## Check Questions

**Вопрос 1**: Что такое backpropagation?

Backpropagation -- этом метод подсчета градиента функции потерь по весам модели с помощью chain rule. 
Используется в нейросетях: каждый нейрон считает свои частные производные в forward pass-e, а потом они в обратном порядке перемножаются, чтобы получить итоговый градиент (так называемый backward pass).


**Вопрос 2**: Какие активационные функции вы знаете?

tanh(x), $\sigma(x) = \frac{1}{1 + \exp^{-x}}$, $rectifier(x) = \max(0, x)$

**Вопрос 3**: Чем они интересны, почему среди множества всех возможных функций были выбраны именно эти?

Эти функции нелинейные, поэтому можно аппроксимировать сложные зависимости, дифференцируемые (для backpropagation). Tanh и sigmoid выдают значения из [-1, 1] и [0, 1] соответственно, тем самым имитируя поведение нейронов в мозге. У tanh и sigmoid есть проблема -  vanishing gradients в очень глубоких сетях, т.к. очень маленькие производные, когда значения приближаются к 1.У ReLu нет такой проблемы.

**Вопрос 4**: Чем deep learning отличается от обычных нейронных сетей?

В deep neural networks много скрытых слоев, а в обычных нейронках 2-3 слоя.

**Вопрос 5**: Что такое свертка?

В применении к изображениям, это функция от какой-то части изображения, умножающая значения пикселей на веса и суммирующая результаты.
**Вопрос 6**: Что такое скрытое состояние?

Вектор, который хранится в RNN-cell и зависит от текущего входа и предыдущего своего значения.
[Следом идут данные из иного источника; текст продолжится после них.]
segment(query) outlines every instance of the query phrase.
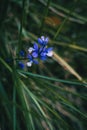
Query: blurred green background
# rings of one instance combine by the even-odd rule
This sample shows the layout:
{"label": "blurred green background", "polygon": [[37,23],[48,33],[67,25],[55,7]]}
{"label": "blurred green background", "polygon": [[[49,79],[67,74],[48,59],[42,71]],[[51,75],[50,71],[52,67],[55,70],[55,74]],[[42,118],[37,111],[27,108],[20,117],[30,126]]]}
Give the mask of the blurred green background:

Таким образом RNN может учитывать предыдущий контекст.

**Вопрос 7**: Что такое embedding?

Embedding - map из токенов(слов, букв) в векторы размера hidden_size, которые являются уже входами rnn_cell-ов.

In [1]:
import tensorflow as tf
from tensorflow.python.ops import rnn_cell
from tensorflow.python.ops.math_ops import sigmoid, tanh
from scipy.ndimage.interpolation import shift
import numpy as np
import re
import string
from datetime import datetime
from bs4 import BeautifulSoup, Tag
import os

In [2]:
print(tf.__version__)

0.11.0rc0


### Utilities

In [3]:
class Vocabulary(object):
    """Vocabulary class."""

    __slots__ = ["word2index", "index2word", "unknown_idx", "charlevel"]

    def __init__(self, words=None, charlevel=False):
        """Init vocabulary."""
        self.word2index = {}
        self.index2word = []
        self.charlevel = charlevel
        # add unknown word/symbol:
        if not self.charlevel:
            self.add_words(["<UNK>"])
        else:
            self.add_words(["#"])
        self.unknown_idx = 0

        if words is not None:
            self.add_words(words)

    def add_words(self, words):
        """Add words to dictionary."""
        for word in words:
            if word not in self.word2index:
                self.word2index[word] = len(self.word2index)
                self.index2word.append(word)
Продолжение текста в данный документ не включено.